# Is a most-likely probability 'better' depending on the size of thenext-most-likely?

Discussion in 'Scientific Statistics Math' started by Steve, Feb 2, 2010.

1. ### SteveGuest

Hi,

I'm working on an algorithm to guess the correct English word within
text in which some words have become illegible.
It boils down to creating a list of candidate words, along with their
probabilities, and choosing the most likely.
Alternating between training data, and new test data, I can establish
that the probability estimations are fairly accurate. (Though to be
useful, the algorithm needs to provide a shorter candidate list in the
first place!)

Suppose I have two cases:
A) There are 2 candidate words with probabilities 0.51 and 0.49.
B) There are 101 candidate words, one with P=0.51, and a hundred
others all with P = .0049.

One of the approaches the algorithm takes is based on the N recent
known words prior to the unknown word (its Ngram), so there are
inevitably situations when the Ngram contains words that have
themselves been corrected in a prior step.

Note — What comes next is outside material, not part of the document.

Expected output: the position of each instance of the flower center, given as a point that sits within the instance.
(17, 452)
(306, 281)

If this is the case, I need
to know how much I can rely on that previous result.
Is there any basis for believing that in case B) the result is more
trustworthy? After all, the choice with P=0.51 is more than 100 times
more likely than the next best word. But in case A) there's virtually
nothing to choose between them.
Rightly or wrongly, that's how I intuitively feel about the choices,
but then I remember... both 'best choices' will be wrong 49% of the
time, so it doesn't make any difference!

Is there a measure for this, or is it totally irrelevant?
------------

Eventually the goal is to have a much higher confidence than 0.51 in a
single choice, but there will occasionally be situations with these
borderline results. In these cases I'll offer the user a drop-down
replacement list with all the choices and their probabilities, for
them to pick from.
way that they would be more confident making a choice in case B) than
A) .

Any thoughts?... Is this a bit of a Monty Hall problem?

Thanks

Steve

Steve, Feb 2, 2010

2. ### David JonesGuest

Have you thought of involving a cost function? This would give a value/cost/utility to choosing word B, if word A is actually correct. Then some aspects of your problem would eventually become generalised to comparing a single alternative with its cost, with lots of small probabilities each having different costs. In such a case, you might prefer the second if a lot of the small probabilities are associated with small costs and only a few with high costs.

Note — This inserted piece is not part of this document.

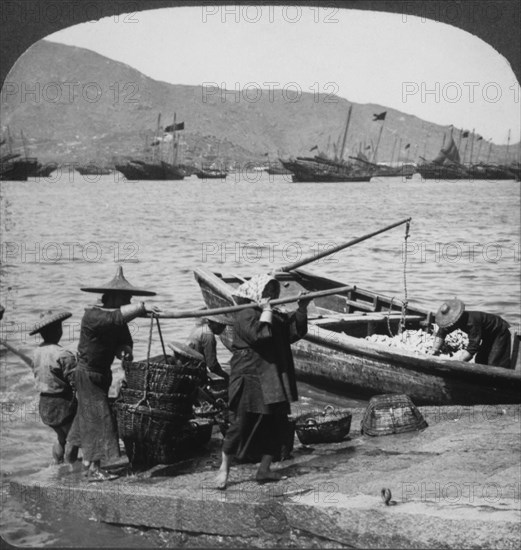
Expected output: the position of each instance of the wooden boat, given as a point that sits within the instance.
(158, 168)
(335, 354)
(211, 173)
(93, 170)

Here "cost" might be used to distinguish similar words with similar meanings from similar words with different meanings.

David Jones

David Jones, Feb 2, 2010

3. ### SteveGuest

Thanks David, I hadn't thought of that idea. There's a lot of
parameters linked to each candidate, such as meaning, part-of-speech,
useage-frequency, collocation-frequency, context likelihood etc. so I
could certainly shape some kind of cost for going against the grain of
these.

I'm still wondering if there's some simple heuristic involved with
cases like these though.

An example might be if I collected millions of usenet postings and
found significant amounts of these examples:

"Just my two * worth" and found * = cents 51% of the time and found
rupees, yen etc 4.9% of the time for 10 variations.

and

"I married my * in a church" with * = wife 51% and husband 49%.

Even if you were sure the probabilities were very accurate, the
'cents' example just seems a safer bet because each alternative is
quite unlikely.

Steve

Steve, Feb 2, 2010
4. ### David JonesGuest

The cost approach has the potential that, with an extremely large amount of work, you could do a thorough application of decision theory to tell you what to choose in any given case. But it can also help to think about the problem. One of the essential parts are probabilities like that of "being wrong if I choose this one", as this would weight the cost of the choice. If you think about these, rather than the probability that "this one is right", then it would help to justify your feeling about the intrepretation to be made when you have lots of small probabilities ...these would convert to lots of instances where the probability of being wrong is high.

David Jones

David Jones, Feb 3, 2010
5. ### SteveGuest

It's definitely given me a new perspective on weighing these kind of
choices. There's no shortage of test data to try the cost approach and
see how it performs compared to simple probability alone.

Thanks

Steve

Steve, Feb 3, 2010